The common theme in these, and two other site-specific interventions in the building, is the Kayak. This is a recurring motif in the 76 year old’s work, and has been so for some three decades since he was forced to stop kayaking himself. In the gallery he has installed a track on the ceiling. A piece of rope pulls the kayak behind it. It is slow but steady progress, gliding through the descriptively named curve gallery.
Yet our voyage starts before this. We commence with the video ‘Kayak’ (2000), a film of the artist in said boat being towed behind a van while being filmed by his assistant. The journey is relatively short yet bucolic, grinding along a dirt track next to a canal, at one point accompanied by a herd of grazing cattle corralled by this strange man on his journey. The voyage halts at the point when Signer’s feet break through the fiberglass shell to reveal the gravel beneath.

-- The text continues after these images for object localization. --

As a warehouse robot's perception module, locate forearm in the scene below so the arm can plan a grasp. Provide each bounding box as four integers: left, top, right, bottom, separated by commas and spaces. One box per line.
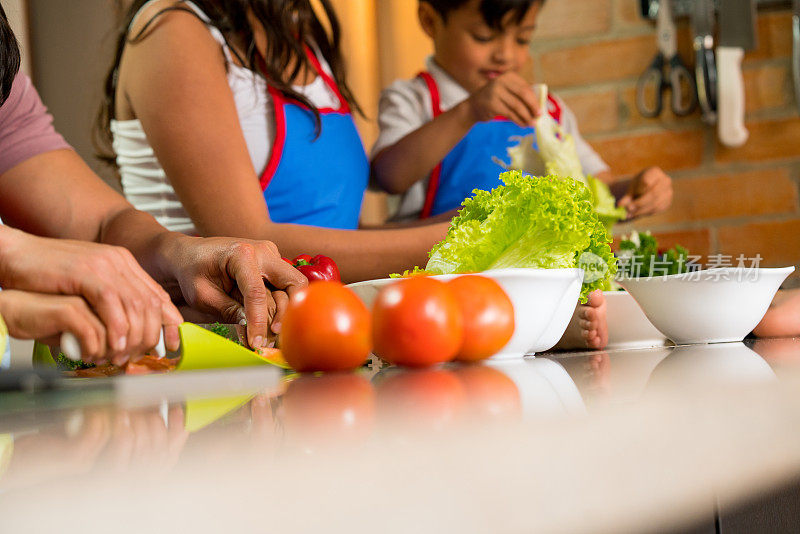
372, 101, 475, 194
99, 206, 192, 284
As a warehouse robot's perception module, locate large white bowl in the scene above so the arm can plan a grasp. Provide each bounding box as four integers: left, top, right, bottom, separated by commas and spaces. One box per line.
347, 269, 583, 360
619, 267, 794, 345
603, 291, 667, 349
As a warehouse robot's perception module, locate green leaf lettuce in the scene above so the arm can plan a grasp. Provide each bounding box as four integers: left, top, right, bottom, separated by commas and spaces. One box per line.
425, 171, 616, 302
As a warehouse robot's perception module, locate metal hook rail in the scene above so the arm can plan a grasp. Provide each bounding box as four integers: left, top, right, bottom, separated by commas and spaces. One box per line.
639, 0, 792, 20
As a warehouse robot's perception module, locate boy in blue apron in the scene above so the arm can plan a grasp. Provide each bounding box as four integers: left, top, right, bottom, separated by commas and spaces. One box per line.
371, 0, 672, 349
372, 0, 672, 221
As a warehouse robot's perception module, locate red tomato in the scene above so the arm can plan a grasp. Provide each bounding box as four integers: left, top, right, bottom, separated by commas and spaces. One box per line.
453, 365, 522, 422
372, 276, 463, 367
280, 281, 372, 372
447, 275, 514, 362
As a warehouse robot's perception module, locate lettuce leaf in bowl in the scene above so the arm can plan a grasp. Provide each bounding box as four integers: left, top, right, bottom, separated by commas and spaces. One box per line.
536, 85, 628, 231
425, 171, 616, 302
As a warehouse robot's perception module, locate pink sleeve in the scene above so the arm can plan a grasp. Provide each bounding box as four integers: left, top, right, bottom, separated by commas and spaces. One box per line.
0, 72, 70, 175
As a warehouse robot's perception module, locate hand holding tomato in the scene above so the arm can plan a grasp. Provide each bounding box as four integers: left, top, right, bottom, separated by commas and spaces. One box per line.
282, 254, 342, 282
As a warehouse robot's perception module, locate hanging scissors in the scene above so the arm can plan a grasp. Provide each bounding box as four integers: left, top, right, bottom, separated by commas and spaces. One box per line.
636, 0, 697, 119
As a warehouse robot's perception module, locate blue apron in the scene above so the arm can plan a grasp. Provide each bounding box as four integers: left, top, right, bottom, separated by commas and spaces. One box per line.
419, 72, 561, 219
261, 48, 369, 229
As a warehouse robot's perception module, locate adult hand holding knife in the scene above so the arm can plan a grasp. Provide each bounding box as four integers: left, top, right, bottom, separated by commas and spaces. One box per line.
717, 0, 756, 147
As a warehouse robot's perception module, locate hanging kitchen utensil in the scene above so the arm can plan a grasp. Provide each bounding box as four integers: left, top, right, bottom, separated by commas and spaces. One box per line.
792, 0, 800, 110
717, 0, 756, 147
636, 0, 697, 119
691, 0, 717, 124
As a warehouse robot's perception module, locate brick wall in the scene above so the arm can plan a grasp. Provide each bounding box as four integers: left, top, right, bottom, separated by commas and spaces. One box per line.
533, 0, 800, 285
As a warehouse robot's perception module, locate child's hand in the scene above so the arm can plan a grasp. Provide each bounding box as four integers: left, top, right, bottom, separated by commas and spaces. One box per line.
467, 72, 541, 127
0, 289, 109, 364
618, 167, 672, 219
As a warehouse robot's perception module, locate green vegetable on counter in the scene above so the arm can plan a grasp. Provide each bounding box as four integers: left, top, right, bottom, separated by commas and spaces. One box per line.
425, 171, 616, 302
617, 232, 700, 278
206, 323, 244, 346
56, 352, 95, 371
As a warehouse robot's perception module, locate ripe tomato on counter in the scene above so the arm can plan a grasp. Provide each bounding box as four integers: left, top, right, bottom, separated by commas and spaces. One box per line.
372, 277, 463, 367
280, 281, 372, 372
447, 274, 514, 362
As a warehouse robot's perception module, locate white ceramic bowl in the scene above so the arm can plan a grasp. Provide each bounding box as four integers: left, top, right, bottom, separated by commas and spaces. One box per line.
603, 291, 667, 349
347, 269, 583, 360
619, 267, 794, 345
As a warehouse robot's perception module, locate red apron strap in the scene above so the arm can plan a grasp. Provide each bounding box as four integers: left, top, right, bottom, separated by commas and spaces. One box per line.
544, 94, 561, 123
258, 56, 286, 191
305, 45, 350, 113
418, 72, 442, 219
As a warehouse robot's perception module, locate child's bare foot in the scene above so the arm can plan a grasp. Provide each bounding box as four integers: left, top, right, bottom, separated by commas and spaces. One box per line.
753, 289, 800, 337
554, 290, 608, 350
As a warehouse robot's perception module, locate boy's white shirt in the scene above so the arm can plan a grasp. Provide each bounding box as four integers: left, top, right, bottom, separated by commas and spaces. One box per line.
372, 56, 609, 221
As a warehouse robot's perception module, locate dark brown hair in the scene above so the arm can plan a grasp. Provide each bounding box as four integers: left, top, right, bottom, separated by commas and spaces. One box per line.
95, 0, 361, 164
0, 5, 20, 106
420, 0, 544, 30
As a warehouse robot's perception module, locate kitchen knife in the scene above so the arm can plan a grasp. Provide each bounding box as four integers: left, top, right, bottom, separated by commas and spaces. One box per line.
691, 0, 717, 124
60, 323, 289, 371
792, 0, 800, 110
717, 0, 756, 147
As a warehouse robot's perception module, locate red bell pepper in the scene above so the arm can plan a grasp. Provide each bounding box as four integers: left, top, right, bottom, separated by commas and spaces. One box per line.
283, 254, 342, 282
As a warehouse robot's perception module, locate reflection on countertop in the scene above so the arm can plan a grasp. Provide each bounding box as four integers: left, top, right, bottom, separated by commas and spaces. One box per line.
0, 339, 800, 531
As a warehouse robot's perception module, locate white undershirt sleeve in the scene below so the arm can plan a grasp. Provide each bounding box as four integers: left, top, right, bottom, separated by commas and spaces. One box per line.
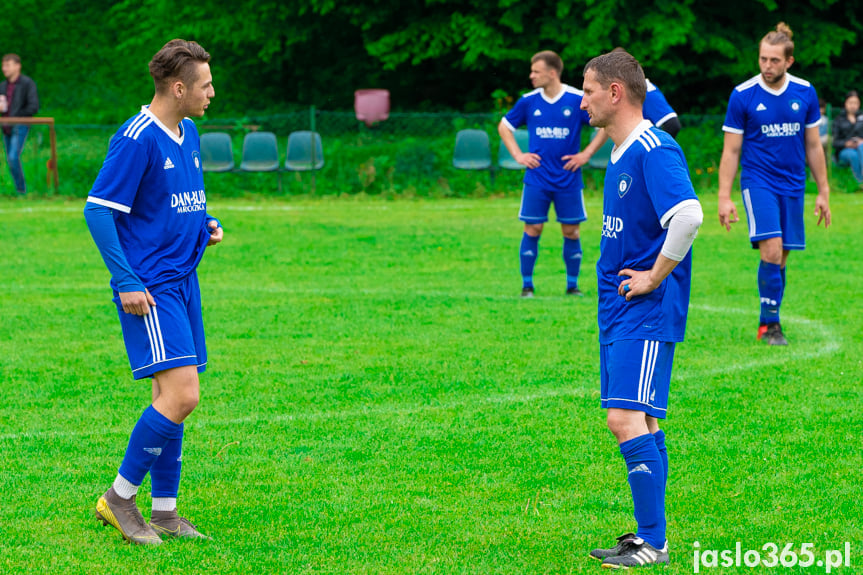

These are exactly the actions for which Signer has become renowned: mildly anarchic like those of an unruly child who just wanted to see what would happen if he pushed the boundaries. Yet the action gives you the keys to the work on display here, as well as offering you context for the more contemplative pace of the new installation. As the showpiece departs, we the audience set off with it, progressing serenely along the plywood floor and past the Brutalist concrete pillars of this iconic building. Its movement is slow, steady and concentrated, ours is stop-and-start, always struggling to keep up without overtaking, finding it difficult match its rhythm. When the craft reaches the other end of the gallery it pauses, just for a moment, before doing an awkward pirouette and gliding back off again, leaving us standing even further back in time with the video ‘Eskimorolle’ (1995). In this work we see a kayak attached to what appears to be a spit, around it is wound a rope with one end tied to a bicycle. The artist gets on the bike and cycles off into the distance. All the time the rope unwinds, turning the boat, performing continual Eskimo rolls, until it ends leaving the vessel perfectly right side up but with the artist nowhere to be seen.
It is the ropes and the act of pulling that ties these works together, whether the artist is instigating the motion or being pulled himself. Throughout the show it seems, ultimately, that it is life that is really the energy source. Life’s plodding insistence, regardless of our interventions is the artist’s focus. The rest of us, including Signer, are just along for the ride.